Police arrested Divyesh Darji, an alleged leader of BitConnect—a sketchy, now-defunct Bitcoin trading operation blasted by critics as a Ponzi scheme—at Delhi airport on Saturday, according to local news reports. He had arrived on a flight from Dubai in the United Arab Emirates, where he was based.

The arrest comes seven months after BitConnect abruptly shut down its online cryptocurrency exchange following its receipt of cease and desist letters from financial regulators in Texas and, later, North Carolina. The states had accused the overseas company of breaching securities laws and ordered it to “halt fraudulent sales.”

BitConnect’s shuttering caused the market value of its proprietary tokens, BitConnect Coin, to nosedive from hundreds of dollars per token—nearing $3 billion in aggregate—to cents on the dollar. The opaque, dividend-promising organization is said to have bilked thousands of investors out of a substantial sum of money.

Immigration officers stopped Darji, who allegedly ran BitConnect’s Asia business, after identifying him at a security checkpoint, P.G. Narwade, inspector in the Criminal Investigation Department (CID) in the western Indian state of Gujarat, told the Press Trust of India. “The Immigration Department alerted us when he was on the way from Dubai to Ahmedabad,” the largest city in Gujarat, Narwade said.

The police apprehended Darji en route.

Ashish Bhatia, director general of police for the CID, cited BitConnect’s dubious multi-level marketing practices in a statement recorded by the Times of India. “They lured investors with 60% monthly interest, and incentives in the form of ‘referral interest,’” Bhatia reportedly said.

BitConnect achieved infamy after a video featuring BitConnect spokesperson, Carlos Matos, going buck-wild at a company conference in Thailand went viral on YouTube.
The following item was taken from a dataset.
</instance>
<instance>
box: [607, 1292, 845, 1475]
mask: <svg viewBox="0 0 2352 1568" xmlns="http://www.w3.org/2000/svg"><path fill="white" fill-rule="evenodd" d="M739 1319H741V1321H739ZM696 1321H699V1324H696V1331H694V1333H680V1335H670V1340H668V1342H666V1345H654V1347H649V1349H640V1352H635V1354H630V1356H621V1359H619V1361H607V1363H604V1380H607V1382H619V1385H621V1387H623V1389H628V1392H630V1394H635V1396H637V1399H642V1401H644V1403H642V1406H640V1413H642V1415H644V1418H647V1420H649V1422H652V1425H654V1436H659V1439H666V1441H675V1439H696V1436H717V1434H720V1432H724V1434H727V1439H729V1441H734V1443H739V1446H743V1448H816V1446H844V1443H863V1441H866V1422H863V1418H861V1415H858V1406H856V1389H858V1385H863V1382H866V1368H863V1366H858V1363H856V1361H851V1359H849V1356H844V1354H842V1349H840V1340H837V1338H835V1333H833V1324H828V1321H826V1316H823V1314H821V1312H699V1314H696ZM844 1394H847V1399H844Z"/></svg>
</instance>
The clip featured prominently on an episode of HBO’s Last Week Tonight that lampooned cryptocurrency scams in March.

Darji’s arrest is the latest development in the police’s widening investigation of a web of alleged fraud and corruption that reportedly involves kidnappings, corrupt cops, fugitive politicians, and gunpoint Bitcoin extortions.

BitConnect started operations in November 2016, shortly after Indian Prime Minister Narendra Modi announced a demonetization plan that would take high-denomination currency—500- and 1000-rupee banknotes—out of circulation. The Indian government intended the policy to crack down on criminal enterprises, such as money laundering.

The measure had an unintended side effect: fueling people’s interest in extra-national assets, such as cryptocurrencies.

After a period of investment mania, India’s central bank issued a directive prohibiting Indian banks from dealing in cryptocurrencies earlier this year.